Haug, Wolfgang Fritz: Philosophieren mit Brecht und Gramsci. 259 g. 168 S. 1996. Argument Kartoniert. SFr. 29.00 ISBN 3-88619-315-2
Vorwort
Wir wissen nicht, was von unserer Zeit bleibt. Oft wird gerade das Beste liegen gelassen. Bis Späteren aus der Vergangenheit etwas aufleuchtet wie Zukunft.
Um solche Zukunft in der Vergangenheit des Denkens geht es in den folgenden Versuchen. Und zwar soll die Anlage eines Denkens bei Brecht und Gramsci erkundet werden, dem letzterer den Namen einer Philosophie der Praxis gegeben hat. Begonnen wird bei der Philosophieauffassung und dem Verständnis von Handlungsfähigkeit, um nacheinander Fragen der theoretischen Philosophie, der Sprachphilosophie und der praktischen Philosophie durchzugehen.

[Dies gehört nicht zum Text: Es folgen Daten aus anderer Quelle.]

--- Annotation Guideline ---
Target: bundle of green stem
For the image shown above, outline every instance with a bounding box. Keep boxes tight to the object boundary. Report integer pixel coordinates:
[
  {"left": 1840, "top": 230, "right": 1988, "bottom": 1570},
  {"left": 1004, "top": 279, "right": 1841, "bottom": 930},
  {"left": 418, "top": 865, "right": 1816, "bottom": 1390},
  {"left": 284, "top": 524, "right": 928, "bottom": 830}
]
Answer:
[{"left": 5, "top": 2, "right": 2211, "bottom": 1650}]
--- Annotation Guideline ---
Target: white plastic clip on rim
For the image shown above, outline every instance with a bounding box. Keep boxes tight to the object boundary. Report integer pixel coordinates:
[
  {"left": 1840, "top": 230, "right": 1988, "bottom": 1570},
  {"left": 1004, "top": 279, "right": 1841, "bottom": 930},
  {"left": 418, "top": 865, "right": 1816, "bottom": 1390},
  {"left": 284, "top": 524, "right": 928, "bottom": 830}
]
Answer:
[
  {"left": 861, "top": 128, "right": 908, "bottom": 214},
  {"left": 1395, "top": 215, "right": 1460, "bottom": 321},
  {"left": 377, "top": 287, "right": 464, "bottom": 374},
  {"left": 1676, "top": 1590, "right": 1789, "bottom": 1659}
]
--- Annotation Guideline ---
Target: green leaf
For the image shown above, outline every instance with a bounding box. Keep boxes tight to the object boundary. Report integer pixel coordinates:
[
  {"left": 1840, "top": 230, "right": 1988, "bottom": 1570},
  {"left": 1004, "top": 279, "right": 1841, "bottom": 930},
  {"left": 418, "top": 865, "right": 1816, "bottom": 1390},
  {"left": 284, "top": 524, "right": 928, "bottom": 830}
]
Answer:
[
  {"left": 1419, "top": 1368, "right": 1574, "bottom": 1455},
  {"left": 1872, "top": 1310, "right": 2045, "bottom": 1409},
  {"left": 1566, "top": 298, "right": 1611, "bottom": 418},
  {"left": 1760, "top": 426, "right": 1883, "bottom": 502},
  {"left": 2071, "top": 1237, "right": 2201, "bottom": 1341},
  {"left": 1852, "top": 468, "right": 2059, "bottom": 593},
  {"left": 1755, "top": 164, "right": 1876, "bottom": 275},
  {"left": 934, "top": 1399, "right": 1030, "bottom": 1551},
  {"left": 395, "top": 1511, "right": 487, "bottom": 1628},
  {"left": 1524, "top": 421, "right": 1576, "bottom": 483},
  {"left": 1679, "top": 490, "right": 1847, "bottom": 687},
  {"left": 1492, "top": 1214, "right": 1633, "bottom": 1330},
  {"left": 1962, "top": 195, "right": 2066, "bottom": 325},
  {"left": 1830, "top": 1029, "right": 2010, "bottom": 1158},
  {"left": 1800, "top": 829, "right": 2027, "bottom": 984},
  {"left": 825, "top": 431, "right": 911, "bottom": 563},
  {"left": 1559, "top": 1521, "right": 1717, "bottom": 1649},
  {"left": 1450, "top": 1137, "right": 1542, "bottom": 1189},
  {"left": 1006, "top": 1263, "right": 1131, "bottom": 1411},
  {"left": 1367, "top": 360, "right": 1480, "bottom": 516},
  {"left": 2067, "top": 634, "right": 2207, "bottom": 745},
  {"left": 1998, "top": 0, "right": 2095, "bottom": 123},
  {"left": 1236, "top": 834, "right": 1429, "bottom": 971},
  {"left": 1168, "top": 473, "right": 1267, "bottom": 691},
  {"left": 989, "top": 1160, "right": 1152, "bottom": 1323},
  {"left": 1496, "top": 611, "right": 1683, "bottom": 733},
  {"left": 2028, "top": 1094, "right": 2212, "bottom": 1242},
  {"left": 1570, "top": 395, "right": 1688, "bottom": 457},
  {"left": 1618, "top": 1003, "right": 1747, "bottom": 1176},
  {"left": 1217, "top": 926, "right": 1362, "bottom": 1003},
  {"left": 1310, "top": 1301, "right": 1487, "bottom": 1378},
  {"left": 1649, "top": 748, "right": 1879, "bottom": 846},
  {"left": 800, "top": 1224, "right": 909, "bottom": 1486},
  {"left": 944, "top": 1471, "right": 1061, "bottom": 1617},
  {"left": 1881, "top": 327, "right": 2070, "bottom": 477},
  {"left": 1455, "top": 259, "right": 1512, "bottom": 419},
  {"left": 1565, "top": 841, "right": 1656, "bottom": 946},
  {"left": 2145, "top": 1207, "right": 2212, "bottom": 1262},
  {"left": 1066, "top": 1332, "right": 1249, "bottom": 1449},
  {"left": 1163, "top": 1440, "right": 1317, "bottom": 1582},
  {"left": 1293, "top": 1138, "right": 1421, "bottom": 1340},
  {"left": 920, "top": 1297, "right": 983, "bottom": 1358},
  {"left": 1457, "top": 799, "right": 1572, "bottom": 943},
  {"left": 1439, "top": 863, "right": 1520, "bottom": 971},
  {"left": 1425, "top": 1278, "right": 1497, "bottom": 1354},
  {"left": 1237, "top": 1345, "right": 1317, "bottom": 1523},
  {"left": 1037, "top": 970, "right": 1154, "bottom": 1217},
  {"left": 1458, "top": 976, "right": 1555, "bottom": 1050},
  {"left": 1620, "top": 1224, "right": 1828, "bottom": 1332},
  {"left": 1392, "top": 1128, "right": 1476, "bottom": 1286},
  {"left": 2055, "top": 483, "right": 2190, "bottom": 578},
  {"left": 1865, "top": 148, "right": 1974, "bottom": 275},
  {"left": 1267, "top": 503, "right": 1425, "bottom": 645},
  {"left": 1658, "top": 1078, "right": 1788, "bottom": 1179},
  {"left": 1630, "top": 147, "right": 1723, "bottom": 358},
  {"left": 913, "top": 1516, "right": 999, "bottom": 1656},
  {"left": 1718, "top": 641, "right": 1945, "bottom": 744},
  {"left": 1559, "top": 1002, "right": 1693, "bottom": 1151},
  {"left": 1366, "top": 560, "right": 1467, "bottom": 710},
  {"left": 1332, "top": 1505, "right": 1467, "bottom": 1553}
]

Zu denken wagen - in der kurzen Geschichtszeit marxistischer Tradition hat es sich als nicht weniger gefährdet und selten herausgestellt als in der nach Jahrtausenden zählenden des Christentums oder des Islam. Brecht und Gramsci wagten zu denken, tasteten sich voran, erschlossen dem emanzipatorischen Denken und Handeln neue Räume und bildeten Elemente einer neuen Sprache. Ihr theoretisches Reflexionswerk blieb ihren Zeitgenossen mehr oder weniger verborgen. Gramscis Notizen, vom medizinischen Gutachter als pathologisches Dokument eingestuft, ruhten in der Asservatenkammer der Haftanstalt, später, durch Glücksumstände herausgekommen und außer Landes geschmuggelt, in einem Moskauer Archiv. Brecht verbarg den größten Teil seiner theoretischen Entwürfe und nahm für den veröffentlichten Teil die dichterische Lizenz in Anspruch, mit der traditionell eine Art politischer und theoretischer Unzurechnungsfähigkeit verbunden wird. Die selbst bei Brechts besten Schülern zu beobachtende Rückverwandlung des dichtenden Intellektuellen in die delphische Priesterin, den Seher und Weissager, der in einleuchtenden Rätseln und fremder Nähe spricht, lässt den unwahrscheinlichen Akt ahnen, in dem Brecht sich unfassbar machte durch - Verständlichkeit. Nachdem das, worum es bei dieser Verständlichkeit ging, vorerst gescheitert ist, trafen sie auf taube Ohren.
"In den Humanwissenschaften behauptet heute jeder von sich, Marxist zu sein", notierte Althusser 1968. Heute, nach dem Ende des "Kalten Krieges", in der postkommunistischen Situation, redet es sich nicht weniger gewiss vom "Tode des Marxismus". So redet es sich zumal auf deutsch. Der Zeitgeist brüstet sich seiner "Brecht-Müdigkeit", und selbst ein Habermas spricht vom "platten Materialismus" Brechts ...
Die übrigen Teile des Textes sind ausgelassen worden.